This lesson briefs the start of the C++ memory model with an introduction to the contract between the programmer and the system.
The foundation of multithreading is a well-defined memory model. From the reader’s perspective, it consists of two aspects. On the one hand, there is the enormous complexity of it, which often contradicts our intuition. On the other hand, it helps a lot to get a deeper insight into the multithreading challenges. In the first approach, I want to give you a mental model. That being said, the C++ memory model defines a contract.
This contract is between the programmer and the system. The system consists of the compiler that generates machine code and the processor that executes the machine code, and it includes the different caches that store the state of the program. The result is - in the good case - a well-defined executable that is fully optimized for the hardware platform. To be precise, there is not only a single contract, but a fine-grained set of contracts; i.e. the weaker the rules are that the programmer has to follow, the more potential there is for the system to generate a highly optimized executable.
There is a rule of thumb: the stronger the contract, the fewer liberties for the system to generate an optimized executable. Sadly, the other way around will not work. When the programmer uses an extremely weak contract or memory model, there are a lot of optimization choices. The consequences are that the program is only manageable by a handful of worldwide recognized experts worldwide, and neither you nor I am likely to belong to that group. Roughly speaking, there are three contract levels in C++11.

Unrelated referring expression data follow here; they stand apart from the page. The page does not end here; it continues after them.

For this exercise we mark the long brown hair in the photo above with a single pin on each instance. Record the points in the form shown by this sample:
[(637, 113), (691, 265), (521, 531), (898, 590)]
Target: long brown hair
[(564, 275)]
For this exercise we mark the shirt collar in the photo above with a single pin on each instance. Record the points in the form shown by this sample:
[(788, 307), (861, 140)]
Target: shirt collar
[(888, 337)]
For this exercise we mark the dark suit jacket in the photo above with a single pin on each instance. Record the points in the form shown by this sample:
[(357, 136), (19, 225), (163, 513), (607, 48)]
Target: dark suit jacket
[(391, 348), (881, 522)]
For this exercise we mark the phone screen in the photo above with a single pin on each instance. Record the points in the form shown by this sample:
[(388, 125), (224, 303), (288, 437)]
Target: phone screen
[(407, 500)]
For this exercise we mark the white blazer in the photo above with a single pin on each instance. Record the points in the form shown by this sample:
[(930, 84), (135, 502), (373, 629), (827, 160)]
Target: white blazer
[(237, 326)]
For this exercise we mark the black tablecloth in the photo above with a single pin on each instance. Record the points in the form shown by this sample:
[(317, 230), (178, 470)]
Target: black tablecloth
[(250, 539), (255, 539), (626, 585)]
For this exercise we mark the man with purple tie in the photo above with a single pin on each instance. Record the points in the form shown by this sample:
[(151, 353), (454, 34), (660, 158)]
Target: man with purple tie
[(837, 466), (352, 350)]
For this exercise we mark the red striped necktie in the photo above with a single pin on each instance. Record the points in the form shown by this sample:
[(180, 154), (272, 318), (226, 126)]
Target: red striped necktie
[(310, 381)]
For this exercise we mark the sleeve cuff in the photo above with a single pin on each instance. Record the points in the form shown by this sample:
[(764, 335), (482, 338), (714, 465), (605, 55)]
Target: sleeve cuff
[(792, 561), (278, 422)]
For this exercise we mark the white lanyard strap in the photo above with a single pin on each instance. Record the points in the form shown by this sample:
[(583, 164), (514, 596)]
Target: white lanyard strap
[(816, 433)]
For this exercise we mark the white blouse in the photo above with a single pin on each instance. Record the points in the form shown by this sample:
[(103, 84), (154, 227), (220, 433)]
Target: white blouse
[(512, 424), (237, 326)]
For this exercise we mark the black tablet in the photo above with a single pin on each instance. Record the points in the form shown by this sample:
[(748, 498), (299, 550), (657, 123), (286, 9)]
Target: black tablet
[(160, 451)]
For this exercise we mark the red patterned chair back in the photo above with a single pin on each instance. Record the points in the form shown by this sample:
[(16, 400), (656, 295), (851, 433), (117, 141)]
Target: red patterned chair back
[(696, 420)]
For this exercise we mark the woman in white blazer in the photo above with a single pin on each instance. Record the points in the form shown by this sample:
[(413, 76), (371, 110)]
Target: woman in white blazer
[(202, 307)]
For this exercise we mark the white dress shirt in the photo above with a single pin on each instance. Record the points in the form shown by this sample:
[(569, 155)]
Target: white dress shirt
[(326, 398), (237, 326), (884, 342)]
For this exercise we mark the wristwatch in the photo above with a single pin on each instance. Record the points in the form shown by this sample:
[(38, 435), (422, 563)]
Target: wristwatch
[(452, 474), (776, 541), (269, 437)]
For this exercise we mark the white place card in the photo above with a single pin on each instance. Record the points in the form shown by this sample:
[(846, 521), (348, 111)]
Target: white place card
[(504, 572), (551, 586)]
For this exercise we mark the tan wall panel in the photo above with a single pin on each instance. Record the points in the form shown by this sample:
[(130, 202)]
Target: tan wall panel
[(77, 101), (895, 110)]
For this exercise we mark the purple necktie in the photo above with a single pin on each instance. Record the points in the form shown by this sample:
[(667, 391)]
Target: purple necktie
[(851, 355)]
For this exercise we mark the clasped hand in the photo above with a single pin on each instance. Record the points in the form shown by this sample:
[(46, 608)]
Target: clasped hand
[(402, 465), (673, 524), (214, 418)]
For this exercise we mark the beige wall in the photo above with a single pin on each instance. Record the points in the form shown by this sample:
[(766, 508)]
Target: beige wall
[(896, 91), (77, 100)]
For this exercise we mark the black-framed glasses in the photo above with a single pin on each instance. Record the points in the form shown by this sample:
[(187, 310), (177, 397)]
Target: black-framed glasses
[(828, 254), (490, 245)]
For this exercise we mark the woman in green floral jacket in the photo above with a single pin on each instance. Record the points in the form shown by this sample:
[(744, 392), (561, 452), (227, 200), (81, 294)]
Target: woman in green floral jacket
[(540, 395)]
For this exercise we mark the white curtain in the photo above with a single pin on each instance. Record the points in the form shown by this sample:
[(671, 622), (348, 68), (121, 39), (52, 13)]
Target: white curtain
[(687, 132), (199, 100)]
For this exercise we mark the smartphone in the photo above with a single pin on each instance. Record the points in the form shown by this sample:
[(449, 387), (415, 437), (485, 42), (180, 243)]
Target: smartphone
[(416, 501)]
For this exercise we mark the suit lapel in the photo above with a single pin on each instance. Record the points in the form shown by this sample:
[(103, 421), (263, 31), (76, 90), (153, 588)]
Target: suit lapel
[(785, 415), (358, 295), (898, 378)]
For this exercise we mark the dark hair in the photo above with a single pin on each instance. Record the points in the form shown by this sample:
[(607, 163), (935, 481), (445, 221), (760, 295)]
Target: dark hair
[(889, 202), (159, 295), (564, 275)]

Before C++11, there was only one contract. The C++ language specification did not include multithreading or atomics. The system only knew about one control flow and, therefore, there were only restricted opportunities to optimize the executable. The key point of the system was to guarantee–for the programmer–that the observed behavior of the program corresponded to the sequence of the instructions in the source code. Of course, this means that there was no memory model. Instead, there was the concept of a sequence point. Sequence points are points in the program, at which the effects of all instructions preceding it must be observable. The start or the end of the execution of a function are sequence points. When you invoke a function with two arguments, the C++ standard makes no guarantee about which arguments will be evaluated first, so the behavior is unspecified. The reason is straightforward: the comma operator is not a sequence point and this will not change in C++.
With C++11 everything has changed. C++11 is the first standard aware of multiple threads. The C++ memory model that was heavily inspired by the Java memory model is the reason for the well-defined behavior of threads. However, the C++ memory model goes - as always - a few steps further. The programmer has to obey a few rules in dealing with shared variables to get a well-defined program. The program is undefined if there exists at least one data race. As I already mentioned, you have to be aware of data races if your threads share mutable data. Tasks are a lot easier to use than threads or condition variables.
With atomics, we enter the domain of the experts. This will become more evident, the more we weaken the C++ memory model. We often talk about lock-free programming when we use atomics. I spoke in this subsection about the weak and strong rules; indeed, the sequential consistency is called the strong memory model, and the relaxed semantic is called the weak memory model.